I told him the first thing that came to mind: go find us something to eat.  I had hardly eaten a thing yesterday and the dust seemed to be sucking us all dry.  Food and drink; that’s what we needed.  I told him to go check the department store’s café.

He ran off and suddenly I wished that I’d gone with him.  The last thing I needed to do was stop and think about everything too much.  It’s hard enough now, when I’m too exhausted to feel much of anything. 

Then I noticed that other people were looking at me as well, in the same way the boy had.  What was I supposed to do?  It’s not like I have a plan.  I fell back on yesterday – I told them to start looking for survivors.  So we started that all over again.


The kid came back with food and bottled water.  Dillon – his name is Dillon.  I stopped and asked him.  When he asked what mine was, I didn’t know what to tell him.  The only person who calls me ‘Faith’ is my dad – everyone else calls me Mac.  I haven’t liked my name since I was a kid, since my mother went on about how beautiful it was, since it became a burden, and an imperative.

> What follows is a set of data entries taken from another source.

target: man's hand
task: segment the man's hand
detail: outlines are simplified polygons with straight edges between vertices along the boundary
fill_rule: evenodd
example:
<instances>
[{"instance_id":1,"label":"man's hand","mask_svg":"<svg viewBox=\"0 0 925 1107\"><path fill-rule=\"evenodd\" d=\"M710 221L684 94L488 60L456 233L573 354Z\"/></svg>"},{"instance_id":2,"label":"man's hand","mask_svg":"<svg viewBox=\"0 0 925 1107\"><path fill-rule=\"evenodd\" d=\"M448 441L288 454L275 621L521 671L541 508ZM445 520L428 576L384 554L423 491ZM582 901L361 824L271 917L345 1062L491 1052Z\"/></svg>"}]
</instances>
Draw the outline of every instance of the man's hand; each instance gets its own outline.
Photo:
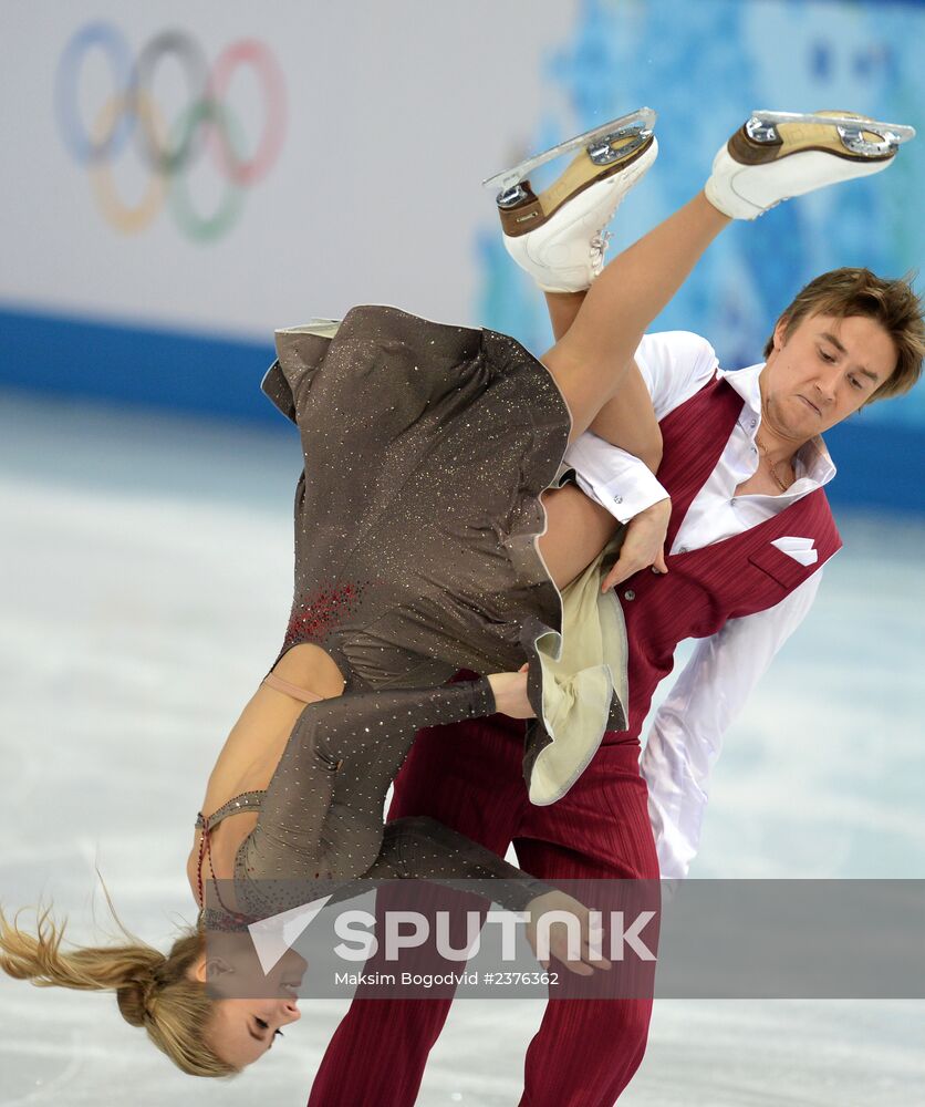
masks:
<instances>
[{"instance_id":1,"label":"man's hand","mask_svg":"<svg viewBox=\"0 0 925 1107\"><path fill-rule=\"evenodd\" d=\"M527 670L526 665L516 673L492 673L488 677L491 691L495 693L495 710L502 715L510 715L511 718L536 718L537 713L527 699Z\"/></svg>"},{"instance_id":2,"label":"man's hand","mask_svg":"<svg viewBox=\"0 0 925 1107\"><path fill-rule=\"evenodd\" d=\"M620 560L604 578L602 592L649 566L658 572L668 571L665 565L665 535L671 516L672 501L661 499L630 520L626 537L620 548Z\"/></svg>"}]
</instances>

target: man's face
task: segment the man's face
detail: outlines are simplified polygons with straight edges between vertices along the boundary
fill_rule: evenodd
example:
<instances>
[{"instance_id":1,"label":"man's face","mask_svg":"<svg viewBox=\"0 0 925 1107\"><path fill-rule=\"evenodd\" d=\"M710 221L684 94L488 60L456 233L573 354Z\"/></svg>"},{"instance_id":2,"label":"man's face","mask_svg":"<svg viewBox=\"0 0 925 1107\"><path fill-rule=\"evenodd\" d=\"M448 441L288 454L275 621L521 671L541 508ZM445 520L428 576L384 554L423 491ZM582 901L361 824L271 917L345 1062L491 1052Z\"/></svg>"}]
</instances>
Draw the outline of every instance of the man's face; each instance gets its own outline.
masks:
<instances>
[{"instance_id":1,"label":"man's face","mask_svg":"<svg viewBox=\"0 0 925 1107\"><path fill-rule=\"evenodd\" d=\"M809 315L775 348L761 373L763 420L802 444L858 411L896 368L893 340L866 315Z\"/></svg>"}]
</instances>

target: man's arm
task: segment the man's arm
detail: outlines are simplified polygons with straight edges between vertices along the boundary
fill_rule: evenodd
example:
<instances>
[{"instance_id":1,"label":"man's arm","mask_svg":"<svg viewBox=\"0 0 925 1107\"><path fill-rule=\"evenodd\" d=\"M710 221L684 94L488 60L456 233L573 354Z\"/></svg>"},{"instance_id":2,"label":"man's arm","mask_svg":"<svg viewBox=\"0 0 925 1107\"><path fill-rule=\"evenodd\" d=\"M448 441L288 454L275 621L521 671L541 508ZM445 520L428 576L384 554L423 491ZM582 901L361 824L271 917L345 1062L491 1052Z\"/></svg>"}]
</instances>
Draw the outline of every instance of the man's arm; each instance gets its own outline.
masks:
<instances>
[{"instance_id":1,"label":"man's arm","mask_svg":"<svg viewBox=\"0 0 925 1107\"><path fill-rule=\"evenodd\" d=\"M656 712L641 769L663 877L687 875L723 735L812 607L821 578L819 570L775 607L730 619L698 643Z\"/></svg>"}]
</instances>

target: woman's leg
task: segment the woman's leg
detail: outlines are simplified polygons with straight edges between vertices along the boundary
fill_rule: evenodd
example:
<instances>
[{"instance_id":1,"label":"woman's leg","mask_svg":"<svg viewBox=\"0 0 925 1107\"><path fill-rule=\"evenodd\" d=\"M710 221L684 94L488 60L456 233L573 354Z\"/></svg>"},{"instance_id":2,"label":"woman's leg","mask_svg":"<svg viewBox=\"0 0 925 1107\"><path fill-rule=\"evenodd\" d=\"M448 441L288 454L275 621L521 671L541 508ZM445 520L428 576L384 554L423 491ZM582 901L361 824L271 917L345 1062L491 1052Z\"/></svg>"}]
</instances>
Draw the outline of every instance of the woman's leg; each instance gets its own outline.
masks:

I didn’t know what to tell him.  Mac feels like a different person to me right now.  Faith MacIntyre, I said.  My name’s Faith MacIntyre.  What he does with it from there is up to him.


Everyone has a face like his, teartracks streaking dust into grey camouflage.  Everyone except me.  I haven’t cried yet.  I can’t feel anything.

I think there’s something wrong with me.


I can hear them calling – they’ve found another survivor.  I have to go.